U.S. crude oil and fuel stockpiles fell last week, as demand continued to outstrip supply, with commercial crude inventories drawing down even as more strategic reserves entered the market.

Crude inventories fell by 5.1 million barrels in the week to May 27 to 414.7 million barrels, compared with analysts’ expectations in a Reuters poll for a 1.3 million-barrel drop.

The fall comes even though the U.S. government released more than 5 million barrels of reserves in the most recent week and as net crude imports rose by 83,000 bbl/d, the EIA said.

Refining runs fell by 236,000 bbl/d last week, the EIA said, dropping the overall utilization rate 0.6 percentage point to 92.6% nationwide, which is still seasonally strong, as the U.S. moves into peak summer driving season.

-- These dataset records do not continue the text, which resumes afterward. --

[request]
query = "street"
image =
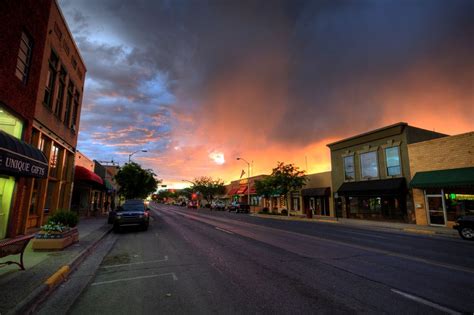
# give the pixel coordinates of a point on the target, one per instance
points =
(201, 261)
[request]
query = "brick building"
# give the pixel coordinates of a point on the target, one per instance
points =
(41, 86)
(443, 182)
(371, 172)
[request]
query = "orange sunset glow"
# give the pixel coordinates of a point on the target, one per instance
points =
(267, 85)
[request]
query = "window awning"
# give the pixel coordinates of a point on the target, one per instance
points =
(109, 186)
(253, 191)
(20, 158)
(83, 174)
(380, 187)
(232, 191)
(324, 191)
(242, 190)
(458, 177)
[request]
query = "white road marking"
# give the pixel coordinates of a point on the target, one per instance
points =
(425, 302)
(136, 278)
(213, 220)
(228, 232)
(137, 263)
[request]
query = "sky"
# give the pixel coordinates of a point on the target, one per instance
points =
(199, 83)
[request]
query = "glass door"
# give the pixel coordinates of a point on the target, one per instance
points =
(436, 210)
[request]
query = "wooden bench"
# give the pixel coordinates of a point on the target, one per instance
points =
(14, 246)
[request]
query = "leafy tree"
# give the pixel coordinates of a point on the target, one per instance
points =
(136, 182)
(208, 187)
(266, 187)
(284, 179)
(287, 177)
(165, 194)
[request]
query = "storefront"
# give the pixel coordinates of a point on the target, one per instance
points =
(89, 191)
(383, 200)
(448, 194)
(316, 200)
(17, 160)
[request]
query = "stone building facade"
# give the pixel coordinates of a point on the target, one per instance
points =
(443, 182)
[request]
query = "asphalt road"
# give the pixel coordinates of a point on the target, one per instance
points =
(201, 262)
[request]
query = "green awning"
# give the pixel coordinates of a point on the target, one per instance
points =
(109, 186)
(458, 177)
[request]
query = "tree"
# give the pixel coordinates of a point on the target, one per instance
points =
(136, 182)
(266, 187)
(286, 178)
(208, 187)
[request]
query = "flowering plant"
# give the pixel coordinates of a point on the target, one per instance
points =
(52, 227)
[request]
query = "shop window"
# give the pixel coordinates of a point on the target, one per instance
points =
(53, 164)
(51, 192)
(45, 146)
(50, 80)
(458, 205)
(75, 111)
(349, 171)
(10, 124)
(392, 156)
(67, 114)
(60, 98)
(295, 204)
(24, 58)
(68, 166)
(35, 197)
(369, 165)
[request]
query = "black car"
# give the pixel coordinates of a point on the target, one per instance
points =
(239, 207)
(132, 214)
(465, 227)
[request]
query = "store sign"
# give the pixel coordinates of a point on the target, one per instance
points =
(21, 165)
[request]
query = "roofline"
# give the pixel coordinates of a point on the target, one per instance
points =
(70, 34)
(368, 133)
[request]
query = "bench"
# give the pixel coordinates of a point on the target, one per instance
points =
(14, 246)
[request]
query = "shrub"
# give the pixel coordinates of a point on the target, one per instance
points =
(64, 217)
(52, 226)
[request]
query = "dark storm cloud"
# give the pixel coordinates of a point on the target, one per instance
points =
(285, 72)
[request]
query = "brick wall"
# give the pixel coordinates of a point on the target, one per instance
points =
(438, 154)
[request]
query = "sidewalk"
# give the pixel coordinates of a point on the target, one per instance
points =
(378, 225)
(19, 290)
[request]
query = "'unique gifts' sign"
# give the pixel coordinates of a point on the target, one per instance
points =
(19, 164)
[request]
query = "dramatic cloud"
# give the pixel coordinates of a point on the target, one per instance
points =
(199, 83)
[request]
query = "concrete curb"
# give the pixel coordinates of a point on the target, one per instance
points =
(36, 297)
(393, 228)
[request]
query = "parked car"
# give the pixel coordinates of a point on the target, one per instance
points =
(239, 207)
(218, 205)
(132, 213)
(192, 204)
(465, 227)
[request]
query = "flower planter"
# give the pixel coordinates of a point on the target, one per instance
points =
(55, 240)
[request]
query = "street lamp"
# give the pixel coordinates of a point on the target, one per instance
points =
(193, 195)
(248, 179)
(130, 155)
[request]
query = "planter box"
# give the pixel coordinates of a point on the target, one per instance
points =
(55, 241)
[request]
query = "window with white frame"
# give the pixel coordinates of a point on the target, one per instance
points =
(369, 165)
(392, 156)
(24, 58)
(349, 171)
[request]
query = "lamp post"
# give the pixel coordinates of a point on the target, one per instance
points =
(185, 180)
(130, 155)
(248, 179)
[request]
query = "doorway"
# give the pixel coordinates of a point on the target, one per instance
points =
(7, 185)
(436, 209)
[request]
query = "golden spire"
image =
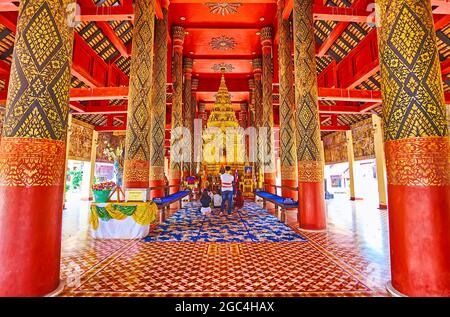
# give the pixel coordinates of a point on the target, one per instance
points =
(222, 115)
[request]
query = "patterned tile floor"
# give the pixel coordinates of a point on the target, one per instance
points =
(350, 259)
(248, 224)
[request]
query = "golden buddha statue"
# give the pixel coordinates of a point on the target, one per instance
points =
(223, 137)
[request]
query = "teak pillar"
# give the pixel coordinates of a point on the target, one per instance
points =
(311, 213)
(351, 163)
(194, 160)
(417, 149)
(188, 118)
(288, 151)
(268, 143)
(257, 75)
(380, 160)
(33, 149)
(178, 34)
(158, 108)
(137, 142)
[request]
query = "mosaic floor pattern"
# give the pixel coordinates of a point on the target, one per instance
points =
(248, 224)
(346, 260)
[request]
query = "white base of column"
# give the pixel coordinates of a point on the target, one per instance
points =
(310, 230)
(392, 291)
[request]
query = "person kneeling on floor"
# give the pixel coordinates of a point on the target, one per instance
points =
(205, 200)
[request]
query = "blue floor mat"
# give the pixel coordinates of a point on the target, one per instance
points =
(251, 223)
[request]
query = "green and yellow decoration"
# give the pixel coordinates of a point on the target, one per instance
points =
(143, 214)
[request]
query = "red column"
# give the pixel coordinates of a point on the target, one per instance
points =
(32, 152)
(417, 150)
(288, 151)
(310, 166)
(158, 109)
(136, 171)
(187, 114)
(178, 34)
(268, 143)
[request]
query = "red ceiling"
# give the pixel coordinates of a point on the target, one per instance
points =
(199, 15)
(243, 27)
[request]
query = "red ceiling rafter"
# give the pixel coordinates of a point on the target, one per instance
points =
(341, 27)
(334, 128)
(8, 19)
(87, 13)
(445, 67)
(107, 29)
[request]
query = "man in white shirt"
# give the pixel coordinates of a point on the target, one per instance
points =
(217, 199)
(227, 190)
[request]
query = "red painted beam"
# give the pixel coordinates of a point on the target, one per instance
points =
(122, 109)
(354, 95)
(326, 109)
(99, 93)
(340, 28)
(445, 67)
(86, 13)
(369, 106)
(77, 107)
(89, 13)
(158, 9)
(113, 37)
(342, 14)
(8, 6)
(4, 69)
(107, 30)
(8, 19)
(111, 128)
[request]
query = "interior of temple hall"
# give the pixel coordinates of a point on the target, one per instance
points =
(224, 148)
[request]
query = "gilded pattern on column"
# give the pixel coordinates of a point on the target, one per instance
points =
(158, 108)
(310, 168)
(32, 150)
(37, 105)
(288, 151)
(194, 160)
(415, 122)
(178, 35)
(137, 149)
(187, 110)
(257, 68)
(267, 107)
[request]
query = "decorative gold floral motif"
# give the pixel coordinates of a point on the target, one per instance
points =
(136, 171)
(32, 162)
(223, 43)
(413, 96)
(310, 171)
(418, 161)
(223, 8)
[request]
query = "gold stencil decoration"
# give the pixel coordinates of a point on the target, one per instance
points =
(307, 113)
(140, 95)
(418, 161)
(413, 97)
(288, 150)
(31, 162)
(158, 109)
(223, 8)
(310, 171)
(38, 93)
(335, 148)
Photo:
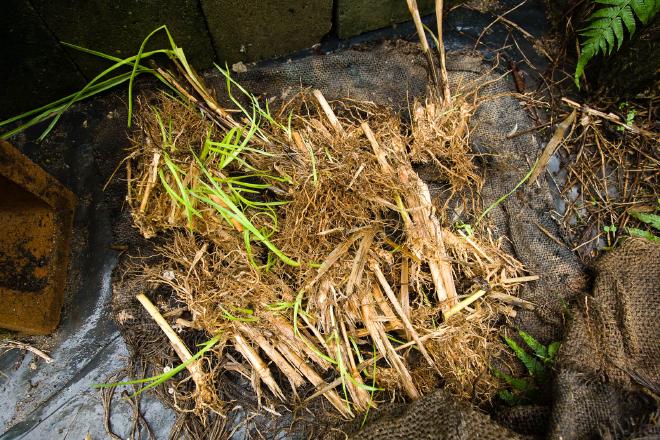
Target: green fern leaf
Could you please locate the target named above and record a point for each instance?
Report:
(553, 349)
(628, 19)
(645, 9)
(604, 29)
(539, 349)
(617, 27)
(534, 367)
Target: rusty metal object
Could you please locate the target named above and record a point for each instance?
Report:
(36, 216)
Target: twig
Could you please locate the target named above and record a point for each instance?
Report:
(179, 346)
(446, 94)
(520, 279)
(609, 117)
(552, 146)
(492, 23)
(373, 265)
(417, 19)
(328, 112)
(463, 304)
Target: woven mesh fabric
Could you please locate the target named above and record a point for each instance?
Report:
(612, 343)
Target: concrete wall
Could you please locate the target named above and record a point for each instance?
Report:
(35, 68)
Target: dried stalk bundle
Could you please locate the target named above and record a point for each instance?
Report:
(364, 271)
(308, 241)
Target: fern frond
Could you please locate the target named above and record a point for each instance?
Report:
(604, 31)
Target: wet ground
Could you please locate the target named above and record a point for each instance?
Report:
(56, 401)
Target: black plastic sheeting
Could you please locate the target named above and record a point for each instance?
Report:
(56, 401)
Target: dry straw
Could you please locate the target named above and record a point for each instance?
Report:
(306, 242)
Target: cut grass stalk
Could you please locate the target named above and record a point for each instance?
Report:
(258, 365)
(180, 348)
(463, 304)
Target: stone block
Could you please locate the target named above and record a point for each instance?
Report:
(354, 17)
(34, 70)
(250, 30)
(118, 27)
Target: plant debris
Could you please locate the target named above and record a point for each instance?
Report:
(303, 240)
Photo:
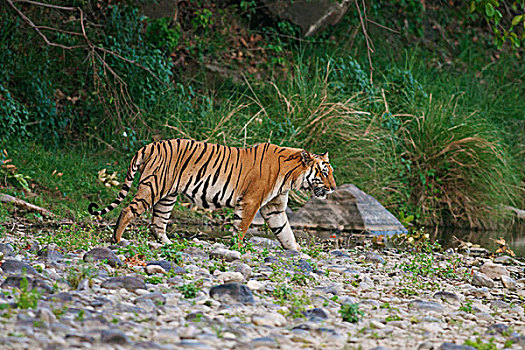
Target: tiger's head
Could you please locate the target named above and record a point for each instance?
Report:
(319, 177)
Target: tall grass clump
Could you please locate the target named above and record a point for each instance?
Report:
(455, 169)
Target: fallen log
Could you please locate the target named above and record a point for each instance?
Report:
(5, 198)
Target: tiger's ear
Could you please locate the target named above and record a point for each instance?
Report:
(306, 158)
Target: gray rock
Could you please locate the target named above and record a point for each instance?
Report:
(131, 283)
(194, 344)
(499, 304)
(447, 296)
(50, 253)
(101, 254)
(32, 283)
(518, 339)
(81, 338)
(350, 208)
(225, 254)
(312, 16)
(197, 252)
(244, 269)
(61, 297)
(7, 249)
(316, 314)
(339, 254)
(264, 342)
(374, 258)
(114, 336)
(508, 282)
(481, 280)
(156, 297)
(232, 292)
(427, 305)
(494, 271)
(46, 315)
(452, 346)
(497, 328)
(15, 266)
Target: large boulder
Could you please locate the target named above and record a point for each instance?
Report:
(346, 209)
(311, 15)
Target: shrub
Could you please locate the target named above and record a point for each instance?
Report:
(454, 168)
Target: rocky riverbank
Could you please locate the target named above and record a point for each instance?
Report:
(203, 295)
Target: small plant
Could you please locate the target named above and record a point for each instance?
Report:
(237, 244)
(300, 279)
(217, 265)
(80, 315)
(154, 279)
(189, 290)
(480, 345)
(467, 307)
(172, 252)
(76, 274)
(282, 292)
(351, 312)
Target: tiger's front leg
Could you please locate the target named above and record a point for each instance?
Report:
(274, 213)
(243, 216)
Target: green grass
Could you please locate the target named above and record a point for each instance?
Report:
(438, 135)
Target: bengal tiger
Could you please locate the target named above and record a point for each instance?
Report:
(215, 176)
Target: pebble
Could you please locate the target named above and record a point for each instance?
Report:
(225, 254)
(130, 283)
(114, 336)
(508, 282)
(494, 271)
(232, 292)
(114, 308)
(230, 276)
(271, 320)
(481, 280)
(153, 269)
(103, 254)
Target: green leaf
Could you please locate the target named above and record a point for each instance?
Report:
(489, 10)
(517, 19)
(472, 6)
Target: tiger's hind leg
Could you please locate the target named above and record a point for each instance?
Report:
(161, 215)
(274, 213)
(138, 205)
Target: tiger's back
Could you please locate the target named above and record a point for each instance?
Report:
(213, 176)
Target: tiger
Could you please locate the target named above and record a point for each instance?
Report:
(215, 176)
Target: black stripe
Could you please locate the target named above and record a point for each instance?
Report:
(227, 182)
(203, 197)
(184, 168)
(262, 158)
(215, 200)
(277, 230)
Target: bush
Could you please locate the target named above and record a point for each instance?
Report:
(454, 168)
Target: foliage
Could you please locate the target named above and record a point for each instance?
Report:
(491, 11)
(481, 345)
(189, 290)
(76, 274)
(406, 137)
(350, 312)
(172, 252)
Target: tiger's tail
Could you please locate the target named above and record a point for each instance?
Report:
(132, 169)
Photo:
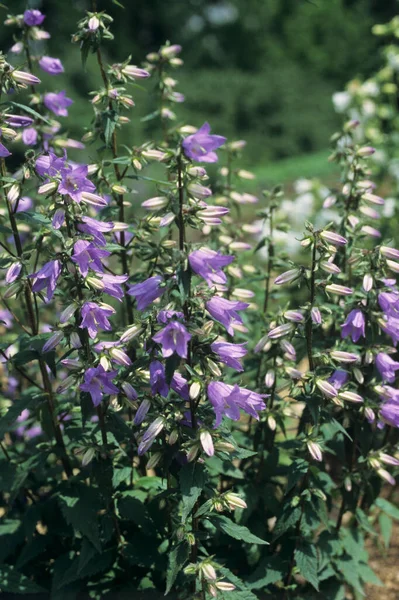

“Gasoline inventories showed a draw as implied demand kicked higher, despite record prices at the pump, while distillate inventories showed a minor draw too amid a tick higher in implied demand,” said Matt Smith, lead oil analyst, Americas, at Kpler.

U.S. gasoline stocks were only marginally lower, declining by 711,000 barrels in the week, while distillate stockpiles, which include diesel and heating oil, dipped by 530,000 barrels.

Distillate stocks remain at all-time lows on the U.S. East Coast, which has few refineries and depends on transit from other parts of the United States and foreign imports. Refining use on the East Coast is running at more than 98%, highest in nearly four years.

Oil prices moved up after the data, with U.S. crude gaining $1.13, or 1%, to $116.38/bbl, and Brent up 96 cents to $117.27/bbl as of 11:32 a.m. EDT (1532 GMT).